Program ini difokuskan pada komoditas seperti kelapa, kakao, kopi, jambu mete, lada, dan pala, sebagai upaya memperkuat ketersediaan bahan baku sekaligus mendorong tumbuhnya industri pengolahan di dalam negeri.
"Kita rancang hilirisasi melalui replanting dan tanam baru di berbagai komoditas tersebut. Dengan penguatan ini, kita optimistis mampu membuka lapangan kerja dan meningkatkan nilai tambah produk pertanian," terangnya
Selanjutnya dia menegaskan, hilirisasi tidak hanya meningkatkan nilai tambah, tetapi juga menjadi motor penggerak ekonomi desa.
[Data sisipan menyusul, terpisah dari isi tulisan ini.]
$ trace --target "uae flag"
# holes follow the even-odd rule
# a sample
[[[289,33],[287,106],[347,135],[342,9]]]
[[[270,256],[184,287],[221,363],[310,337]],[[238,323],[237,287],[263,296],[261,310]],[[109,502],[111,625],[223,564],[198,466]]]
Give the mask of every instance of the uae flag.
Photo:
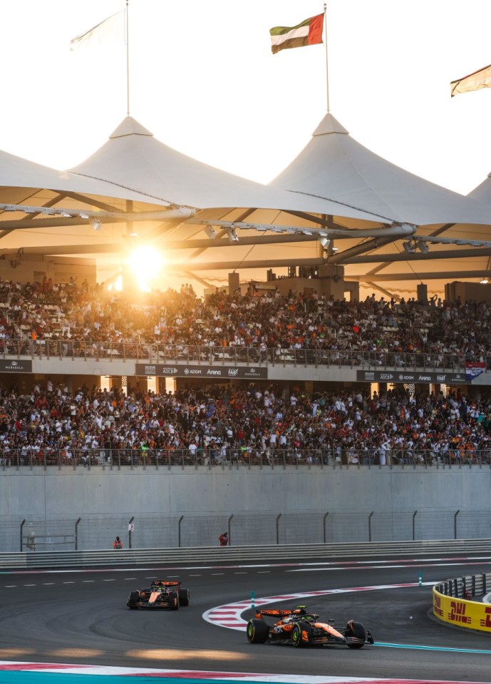
[[[271,29],[271,51],[273,54],[286,48],[302,48],[322,43],[324,14],[311,16],[296,26],[275,26]]]
[[[478,91],[481,88],[491,88],[491,64],[485,66],[478,71],[470,73],[463,78],[458,78],[450,83],[450,94],[458,95],[459,93],[469,93],[470,91]]]

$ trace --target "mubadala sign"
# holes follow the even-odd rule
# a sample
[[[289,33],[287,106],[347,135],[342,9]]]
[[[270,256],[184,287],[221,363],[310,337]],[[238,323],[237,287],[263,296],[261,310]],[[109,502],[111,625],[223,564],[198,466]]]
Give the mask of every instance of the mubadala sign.
[[[156,375],[159,377],[237,378],[267,379],[267,367],[210,366],[203,364],[175,365],[164,364],[135,364],[135,375]]]
[[[0,373],[32,373],[32,361],[0,359]]]

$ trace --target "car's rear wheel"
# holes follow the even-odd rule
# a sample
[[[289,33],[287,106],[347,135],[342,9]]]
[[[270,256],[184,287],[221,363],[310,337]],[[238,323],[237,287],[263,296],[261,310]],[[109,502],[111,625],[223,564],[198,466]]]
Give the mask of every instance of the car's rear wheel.
[[[132,591],[130,594],[130,598],[128,600],[127,606],[130,611],[138,611],[138,603],[140,601],[140,592],[139,591]],[[135,604],[137,605],[135,605]]]
[[[177,591],[169,592],[169,608],[171,611],[179,610],[179,596]]]
[[[264,643],[269,635],[269,628],[260,618],[252,618],[247,623],[247,632],[249,643]]]
[[[363,648],[366,640],[366,632],[361,622],[350,620],[344,632],[346,643],[350,648]]]
[[[180,606],[190,605],[190,590],[189,589],[179,589],[177,591],[177,595],[179,596]]]

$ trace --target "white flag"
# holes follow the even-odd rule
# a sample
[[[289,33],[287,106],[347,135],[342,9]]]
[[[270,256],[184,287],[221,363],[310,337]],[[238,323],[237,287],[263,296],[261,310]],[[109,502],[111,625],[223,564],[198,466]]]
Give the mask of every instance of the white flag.
[[[70,41],[70,49],[76,50],[89,45],[100,45],[103,43],[125,42],[125,10],[116,12],[93,29],[81,34]]]

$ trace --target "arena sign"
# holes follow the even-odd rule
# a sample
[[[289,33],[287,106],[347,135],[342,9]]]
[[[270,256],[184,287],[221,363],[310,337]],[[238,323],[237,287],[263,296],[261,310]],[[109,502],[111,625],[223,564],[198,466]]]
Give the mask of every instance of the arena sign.
[[[356,379],[362,382],[428,382],[441,384],[470,384],[465,373],[433,373],[426,371],[357,370]]]
[[[222,379],[267,379],[268,369],[257,366],[210,366],[204,364],[135,364],[135,375],[160,377],[217,377]]]
[[[0,373],[32,373],[32,361],[0,360]]]

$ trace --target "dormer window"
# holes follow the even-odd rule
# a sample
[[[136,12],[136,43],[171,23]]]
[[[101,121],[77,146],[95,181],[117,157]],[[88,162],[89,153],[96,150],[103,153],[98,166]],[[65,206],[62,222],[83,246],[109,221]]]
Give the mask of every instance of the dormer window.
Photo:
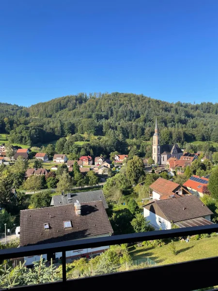
[[[44,223],[44,228],[45,229],[49,229],[49,223]]]
[[[63,226],[64,228],[68,228],[69,227],[72,227],[71,222],[64,221],[63,222]]]

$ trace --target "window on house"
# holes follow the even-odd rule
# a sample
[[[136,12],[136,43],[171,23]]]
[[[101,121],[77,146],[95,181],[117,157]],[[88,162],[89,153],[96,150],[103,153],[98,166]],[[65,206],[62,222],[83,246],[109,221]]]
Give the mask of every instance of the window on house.
[[[64,221],[63,222],[63,225],[64,225],[64,228],[68,228],[68,227],[72,227],[71,221]]]
[[[44,228],[45,229],[49,229],[49,223],[44,223]]]

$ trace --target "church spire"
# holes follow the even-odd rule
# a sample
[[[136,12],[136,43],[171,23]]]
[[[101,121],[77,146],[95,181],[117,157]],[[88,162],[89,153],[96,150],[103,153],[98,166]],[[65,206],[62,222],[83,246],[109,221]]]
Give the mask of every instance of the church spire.
[[[157,122],[156,121],[156,122],[155,123],[155,135],[158,135],[158,129],[157,128]]]

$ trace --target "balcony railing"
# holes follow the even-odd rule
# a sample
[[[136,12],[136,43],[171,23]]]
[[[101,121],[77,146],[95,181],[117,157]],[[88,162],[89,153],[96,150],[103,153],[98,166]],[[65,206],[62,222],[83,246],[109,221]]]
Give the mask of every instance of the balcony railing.
[[[86,289],[195,290],[218,285],[218,257],[157,266],[133,271],[66,280],[66,251],[105,245],[136,242],[218,232],[218,224],[204,226],[157,230],[147,232],[86,239],[31,245],[0,251],[0,260],[62,252],[62,281],[16,287],[19,290],[75,290]],[[208,241],[208,243],[209,243]],[[51,289],[50,289],[51,288]],[[66,288],[67,289],[66,289]]]

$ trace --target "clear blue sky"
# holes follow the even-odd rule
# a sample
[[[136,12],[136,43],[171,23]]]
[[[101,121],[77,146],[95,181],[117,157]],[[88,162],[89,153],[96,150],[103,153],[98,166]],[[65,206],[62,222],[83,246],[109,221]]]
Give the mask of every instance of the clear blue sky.
[[[6,0],[0,101],[83,92],[215,102],[218,0]]]

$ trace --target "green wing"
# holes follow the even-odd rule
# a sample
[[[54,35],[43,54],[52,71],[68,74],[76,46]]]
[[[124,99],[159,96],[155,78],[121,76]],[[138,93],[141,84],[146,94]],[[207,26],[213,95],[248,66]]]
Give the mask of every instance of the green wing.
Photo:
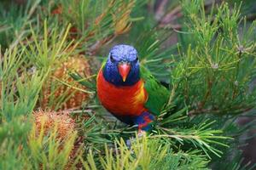
[[[141,66],[141,77],[144,81],[144,88],[148,94],[148,99],[145,107],[155,116],[160,115],[160,110],[167,103],[169,99],[169,91],[161,85],[145,67]]]

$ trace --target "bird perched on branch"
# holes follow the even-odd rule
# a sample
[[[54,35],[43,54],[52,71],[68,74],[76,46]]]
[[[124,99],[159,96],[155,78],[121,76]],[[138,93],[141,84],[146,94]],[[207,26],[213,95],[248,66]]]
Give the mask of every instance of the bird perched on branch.
[[[137,125],[139,131],[152,128],[169,97],[169,91],[140,65],[138,54],[130,45],[111,48],[96,87],[102,105],[121,122]]]

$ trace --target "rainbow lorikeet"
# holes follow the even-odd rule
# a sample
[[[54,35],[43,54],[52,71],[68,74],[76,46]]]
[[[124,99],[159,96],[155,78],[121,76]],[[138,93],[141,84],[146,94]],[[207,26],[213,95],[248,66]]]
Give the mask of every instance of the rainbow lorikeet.
[[[169,91],[140,65],[137,50],[116,45],[97,75],[97,94],[102,105],[121,122],[151,128],[168,100]]]

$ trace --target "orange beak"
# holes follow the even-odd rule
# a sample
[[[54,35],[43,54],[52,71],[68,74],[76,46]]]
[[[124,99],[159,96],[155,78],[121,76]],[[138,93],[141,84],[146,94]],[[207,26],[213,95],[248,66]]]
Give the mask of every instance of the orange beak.
[[[119,72],[123,78],[123,82],[125,82],[126,77],[130,72],[131,65],[127,62],[119,63]]]

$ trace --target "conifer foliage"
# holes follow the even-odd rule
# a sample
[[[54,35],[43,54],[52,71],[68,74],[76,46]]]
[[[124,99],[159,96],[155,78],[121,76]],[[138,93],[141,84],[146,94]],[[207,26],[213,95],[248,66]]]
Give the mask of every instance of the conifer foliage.
[[[2,1],[0,169],[255,168],[241,148],[255,129],[255,8],[253,0]],[[118,43],[133,45],[170,91],[146,136],[96,95]]]

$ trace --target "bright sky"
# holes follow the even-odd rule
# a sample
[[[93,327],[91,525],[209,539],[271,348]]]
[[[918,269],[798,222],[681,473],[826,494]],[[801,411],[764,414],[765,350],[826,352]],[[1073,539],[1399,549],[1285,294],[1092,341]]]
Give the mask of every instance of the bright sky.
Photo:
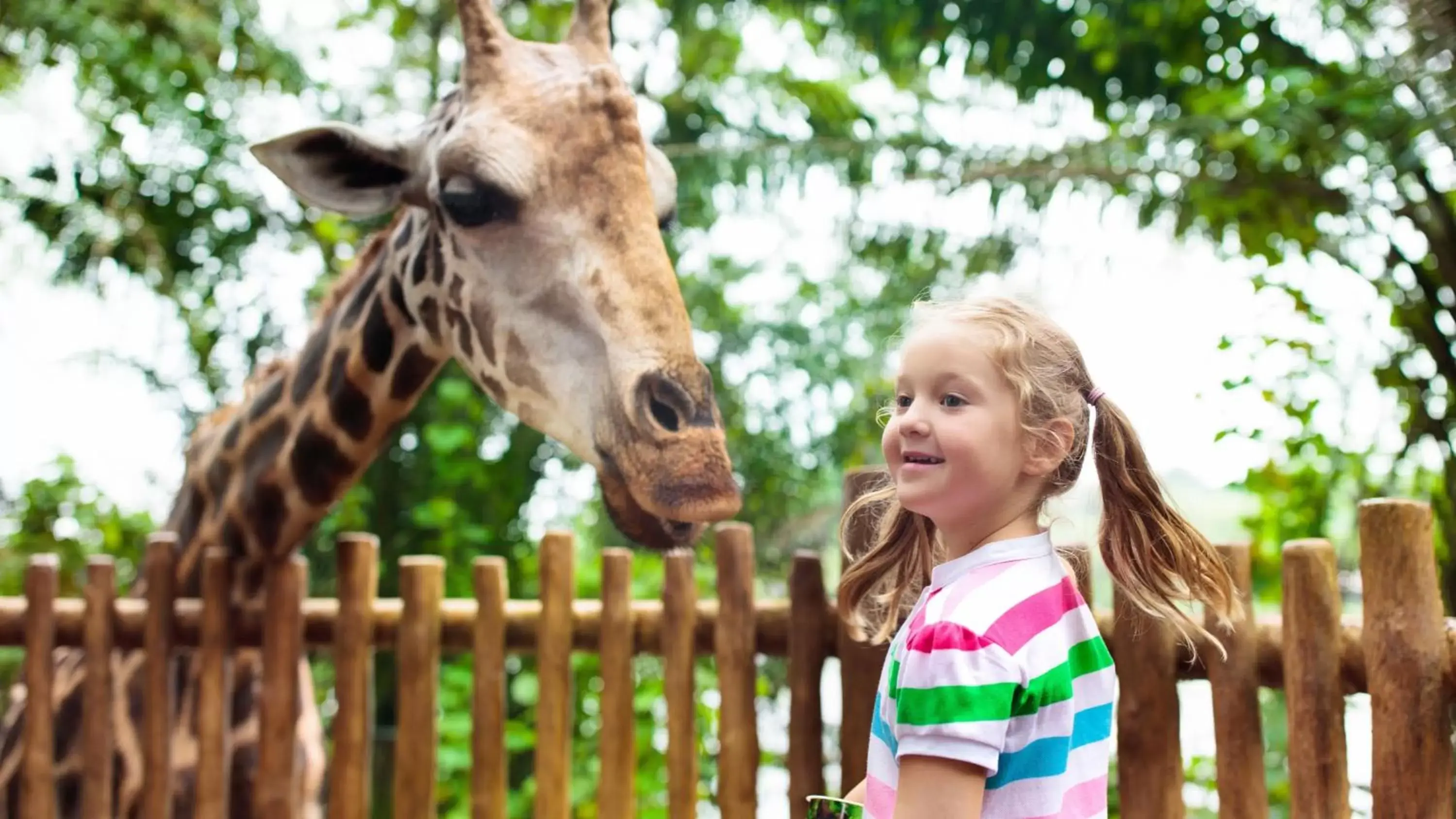
[[[628,12],[619,13],[617,32],[632,39],[630,26],[641,25],[632,10],[641,3],[626,6]],[[310,48],[328,44],[328,61],[307,60],[314,77],[367,79],[367,68],[386,60],[390,42],[377,31],[333,31],[339,7],[341,3],[262,0],[265,23],[285,32],[288,42]],[[764,33],[772,36],[767,29]],[[676,48],[676,42],[665,47]],[[788,48],[766,48],[756,51],[754,60],[773,63],[792,54]],[[632,64],[644,58],[630,48],[623,48],[620,57]],[[0,132],[6,134],[0,172],[23,173],[47,150],[83,150],[80,121],[70,108],[73,99],[71,77],[64,70],[41,74],[15,97],[0,99]],[[968,138],[984,134],[1016,143],[1048,132],[1009,112],[1005,102],[994,97],[992,102],[990,108],[971,108],[958,118]],[[649,106],[644,109],[649,125],[654,115]],[[250,138],[310,122],[309,112],[298,105],[268,108],[262,115],[243,111],[239,118]],[[245,166],[243,173],[253,175],[269,198],[287,196],[256,163]],[[713,228],[712,246],[718,252],[732,249],[744,259],[766,262],[767,284],[759,297],[770,304],[775,266],[794,259],[824,268],[843,252],[831,233],[833,221],[846,212],[843,191],[811,183],[801,196],[770,202],[775,208],[770,212],[728,218]],[[1208,484],[1242,477],[1267,450],[1230,439],[1216,444],[1214,435],[1230,420],[1249,423],[1275,415],[1257,397],[1235,397],[1220,387],[1224,378],[1242,375],[1254,362],[1243,353],[1220,352],[1219,339],[1223,333],[1289,332],[1297,323],[1287,300],[1255,295],[1248,278],[1255,269],[1252,263],[1220,262],[1204,244],[1175,244],[1163,231],[1139,231],[1127,207],[1114,205],[1104,214],[1098,208],[1080,196],[1059,202],[1041,224],[1038,249],[1010,273],[1012,285],[1035,294],[1080,340],[1095,378],[1131,415],[1159,470],[1182,470]],[[917,189],[891,191],[878,195],[866,215],[916,214],[964,236],[980,234],[989,224],[984,192],[974,189],[949,202]],[[175,407],[153,394],[132,371],[92,367],[84,359],[103,352],[135,356],[165,372],[183,372],[178,323],[165,303],[131,281],[119,281],[115,298],[105,307],[89,294],[48,287],[45,278],[55,259],[41,250],[33,231],[16,228],[15,223],[15,208],[0,204],[0,265],[6,271],[0,275],[0,384],[4,385],[0,486],[16,492],[20,482],[39,474],[55,455],[68,452],[84,479],[125,508],[147,508],[160,518],[181,476],[181,423]],[[314,273],[313,260],[282,252],[261,253],[259,260],[264,263],[248,282],[253,292],[234,297],[242,301],[262,295],[275,316],[290,324],[290,340],[298,343],[304,329],[301,292]],[[1286,275],[1310,281],[1313,298],[1334,311],[1331,332],[1348,345],[1345,349],[1364,349],[1369,339],[1377,337],[1370,327],[1388,326],[1383,316],[1373,321],[1366,316],[1376,300],[1358,276],[1305,266]],[[1271,372],[1281,365],[1258,362]],[[1347,419],[1389,418],[1386,404],[1360,378],[1364,371],[1360,361],[1348,361],[1348,383],[1363,393]],[[1382,422],[1382,426],[1389,425]],[[581,490],[578,486],[574,495]]]

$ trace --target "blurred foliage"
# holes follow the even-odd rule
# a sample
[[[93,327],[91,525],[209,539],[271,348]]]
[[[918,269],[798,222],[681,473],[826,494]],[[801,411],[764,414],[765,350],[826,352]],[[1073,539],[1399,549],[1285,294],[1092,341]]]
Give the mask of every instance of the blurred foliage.
[[[1243,482],[1259,499],[1246,525],[1265,596],[1277,596],[1284,540],[1348,531],[1354,500],[1376,493],[1433,500],[1443,532],[1437,551],[1447,586],[1456,586],[1444,543],[1444,532],[1456,532],[1456,482],[1446,479],[1456,468],[1456,420],[1447,412],[1456,380],[1456,202],[1436,172],[1456,145],[1452,61],[1430,38],[1406,47],[1392,36],[1404,31],[1401,6],[1310,0],[1283,19],[1243,0],[620,6],[632,6],[633,25],[622,31],[628,12],[620,12],[616,47],[635,65],[628,80],[648,119],[661,124],[654,140],[680,177],[681,225],[667,236],[668,249],[747,486],[741,519],[754,527],[760,594],[783,594],[788,559],[799,548],[824,554],[828,573],[836,570],[840,477],[877,457],[872,409],[887,397],[879,355],[904,305],[1009,269],[1034,250],[1037,214],[1072,189],[1130,199],[1144,225],[1201,236],[1229,257],[1255,260],[1255,287],[1283,294],[1307,319],[1299,337],[1226,340],[1229,355],[1249,361],[1249,375],[1227,388],[1254,390],[1283,415],[1283,425],[1227,431],[1280,442]],[[96,1],[55,9],[36,0],[0,6],[0,92],[36,71],[73,70],[89,144],[0,176],[0,198],[58,253],[58,285],[105,295],[108,282],[130,276],[175,307],[192,371],[179,380],[146,361],[130,364],[175,396],[191,425],[233,400],[259,361],[290,353],[281,321],[258,295],[268,289],[268,272],[249,269],[250,253],[282,247],[316,259],[312,300],[376,227],[310,208],[269,208],[243,150],[240,119],[285,102],[364,125],[418,115],[457,68],[447,58],[457,49],[446,48],[454,42],[453,4],[352,4],[341,32],[376,28],[395,49],[347,87],[307,76],[310,55],[272,39],[256,0],[143,0],[124,20]],[[517,35],[552,39],[569,9],[508,0],[502,15]],[[751,54],[748,31],[783,38],[786,57]],[[1313,36],[1334,45],[1316,51]],[[641,68],[660,52],[671,70]],[[319,57],[328,60],[328,47]],[[1095,128],[1050,144],[955,134],[957,125],[976,124],[977,105],[1000,93],[1053,118],[1086,105]],[[901,182],[984,195],[996,227],[967,239],[910,214],[866,215],[877,192]],[[834,259],[804,257],[792,239],[754,260],[706,250],[721,223],[773,218],[801,207],[811,186],[830,183],[847,201],[836,214],[843,241]],[[1319,275],[1358,278],[1379,305],[1374,320],[1390,326],[1395,340],[1366,353],[1401,412],[1406,442],[1398,452],[1329,420],[1351,401],[1348,345],[1326,326],[1328,304],[1290,272],[1296,260],[1325,263]],[[764,297],[769,273],[789,285]],[[1380,313],[1386,307],[1389,316]],[[1254,367],[1275,353],[1293,362],[1287,371]],[[1423,461],[1430,442],[1437,455]],[[447,559],[451,596],[470,594],[469,564],[480,554],[504,556],[513,596],[533,596],[536,562],[523,514],[577,467],[447,367],[364,480],[303,544],[310,592],[332,594],[333,537],[367,530],[380,537],[381,595],[397,592],[400,556],[435,553]],[[63,554],[71,572],[84,554],[140,548],[150,521],[112,509],[67,468],[63,461],[58,479],[26,484],[3,509],[0,519],[15,521],[15,531],[6,532],[0,588],[17,588],[17,556],[36,550]],[[71,524],[58,528],[63,521]],[[591,596],[600,550],[620,537],[596,500],[575,528],[577,594]],[[1345,543],[1345,564],[1353,554]],[[660,579],[660,557],[635,556],[638,596],[658,595]],[[711,595],[709,550],[700,551],[697,579],[700,594]],[[596,662],[574,658],[574,787],[584,816],[597,770]],[[662,810],[652,662],[639,660],[644,815]],[[395,711],[389,663],[380,655],[377,722],[386,751]],[[326,659],[316,671],[328,701]],[[514,658],[510,674],[513,815],[524,815],[533,787],[531,658]],[[697,674],[700,690],[711,691],[711,663]],[[764,663],[761,681],[761,695],[776,695],[782,662]],[[469,665],[453,658],[441,674],[440,809],[447,816],[466,810],[469,743],[460,714],[467,697]],[[699,713],[705,799],[716,742],[712,701],[705,697]],[[379,754],[380,765],[387,759]],[[773,755],[764,761],[775,762]],[[1275,777],[1278,765],[1270,765]],[[387,788],[390,777],[376,781]],[[387,793],[376,794],[376,804],[389,804]]]

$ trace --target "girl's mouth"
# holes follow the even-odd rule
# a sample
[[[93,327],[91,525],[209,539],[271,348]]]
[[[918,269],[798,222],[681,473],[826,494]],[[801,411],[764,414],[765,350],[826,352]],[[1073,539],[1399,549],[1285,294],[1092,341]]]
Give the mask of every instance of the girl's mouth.
[[[945,463],[945,458],[938,458],[935,455],[926,455],[923,452],[904,452],[901,455],[901,460],[904,461],[906,466],[914,464],[914,466],[925,466],[925,467],[930,467],[930,466],[936,466],[936,464],[943,464]]]

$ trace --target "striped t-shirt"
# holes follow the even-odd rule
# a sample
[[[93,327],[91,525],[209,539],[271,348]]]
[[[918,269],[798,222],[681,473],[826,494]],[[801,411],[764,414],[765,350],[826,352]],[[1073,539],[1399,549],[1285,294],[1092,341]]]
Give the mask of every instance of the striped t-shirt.
[[[987,771],[983,819],[1107,816],[1117,675],[1047,532],[936,566],[890,643],[865,815],[891,819],[900,759]]]

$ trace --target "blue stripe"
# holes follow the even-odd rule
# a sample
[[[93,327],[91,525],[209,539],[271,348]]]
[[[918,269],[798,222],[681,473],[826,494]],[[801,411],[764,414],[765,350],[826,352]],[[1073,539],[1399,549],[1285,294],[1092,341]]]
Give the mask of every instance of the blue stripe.
[[[1112,703],[1077,711],[1072,722],[1072,748],[1102,742],[1112,736]]]
[[[1093,706],[1077,711],[1072,722],[1072,736],[1047,736],[1028,743],[1021,751],[1002,754],[996,774],[986,780],[986,790],[1021,780],[1056,777],[1067,770],[1067,755],[1073,748],[1099,742],[1112,735],[1112,706]]]
[[[900,754],[900,743],[895,742],[895,735],[890,730],[890,723],[879,716],[879,694],[875,694],[875,710],[869,719],[869,733],[878,736],[881,742],[890,746],[890,755],[895,756]]]

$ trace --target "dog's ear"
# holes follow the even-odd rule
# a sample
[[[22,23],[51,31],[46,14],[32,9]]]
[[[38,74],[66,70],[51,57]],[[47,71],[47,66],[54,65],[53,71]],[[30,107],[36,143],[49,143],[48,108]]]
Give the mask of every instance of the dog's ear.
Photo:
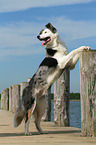
[[[50,29],[53,33],[56,33],[56,32],[57,32],[56,28],[53,27],[53,26],[51,25],[51,23],[48,23],[47,25],[45,25],[45,27],[48,28],[48,29]]]

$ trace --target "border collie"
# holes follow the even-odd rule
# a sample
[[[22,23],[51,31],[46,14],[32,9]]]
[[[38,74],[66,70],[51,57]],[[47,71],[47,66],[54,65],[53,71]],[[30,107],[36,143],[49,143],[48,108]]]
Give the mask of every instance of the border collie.
[[[43,41],[46,57],[43,59],[37,72],[33,75],[27,87],[23,91],[22,100],[14,115],[14,127],[20,125],[25,119],[25,135],[30,135],[29,118],[34,115],[37,130],[46,133],[40,127],[41,118],[45,112],[46,94],[48,88],[61,75],[65,68],[73,69],[79,59],[79,53],[90,48],[81,46],[70,53],[61,41],[57,29],[50,23],[46,29],[41,30],[37,38]]]

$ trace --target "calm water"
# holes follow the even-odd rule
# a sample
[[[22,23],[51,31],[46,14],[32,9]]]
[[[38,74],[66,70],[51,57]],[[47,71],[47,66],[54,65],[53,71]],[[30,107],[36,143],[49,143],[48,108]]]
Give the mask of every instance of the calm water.
[[[51,121],[54,121],[54,103],[52,102]],[[0,103],[1,108],[1,103]],[[70,126],[81,128],[80,101],[70,102]]]
[[[81,128],[80,101],[70,101],[70,126]],[[52,102],[51,121],[54,121],[54,103]]]

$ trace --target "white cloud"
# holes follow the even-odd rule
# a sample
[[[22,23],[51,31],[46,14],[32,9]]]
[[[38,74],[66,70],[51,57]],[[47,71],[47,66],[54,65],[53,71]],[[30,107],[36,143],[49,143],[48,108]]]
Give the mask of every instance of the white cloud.
[[[43,53],[41,42],[36,38],[45,27],[42,24],[45,18],[40,19],[39,23],[20,22],[0,26],[0,56]],[[96,37],[96,21],[72,21],[65,17],[55,17],[51,22],[66,41]]]
[[[96,36],[96,21],[73,21],[66,17],[58,17],[53,22],[58,31],[65,35],[66,40]]]
[[[89,3],[95,0],[0,0],[0,12],[26,10],[32,7],[49,7]]]

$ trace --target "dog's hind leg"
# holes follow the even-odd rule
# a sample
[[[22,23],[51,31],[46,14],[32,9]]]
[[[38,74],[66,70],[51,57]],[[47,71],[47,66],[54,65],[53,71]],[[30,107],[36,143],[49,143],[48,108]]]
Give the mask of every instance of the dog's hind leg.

"Kalau industri pengolahan dibangun di sentra produksi, maka lapangan kerja tercipta di desa. Anak muda tidak hanya bertani, tetapi juga bisa masuk ke industri pengolahan, pemasaran, hingga ekspor. Ini masa depan pertanian kita," katanya.
Mentan juga menyoroti besarnya potensi komoditas unggulan Indonesia yang selama ini belum dioptimalkan melalui hilirisasi.
"Kita punya bahan baku terbaik di dunia, tetapi produk jadi justru didominasi negara lain. Ini yang harus kita ubah. Hilirisasi akan memastikan Indonesia tidak hanya sebagai pemasok bahan mentah, tetapi juga produsen produk bernilai tinggi,"katanya.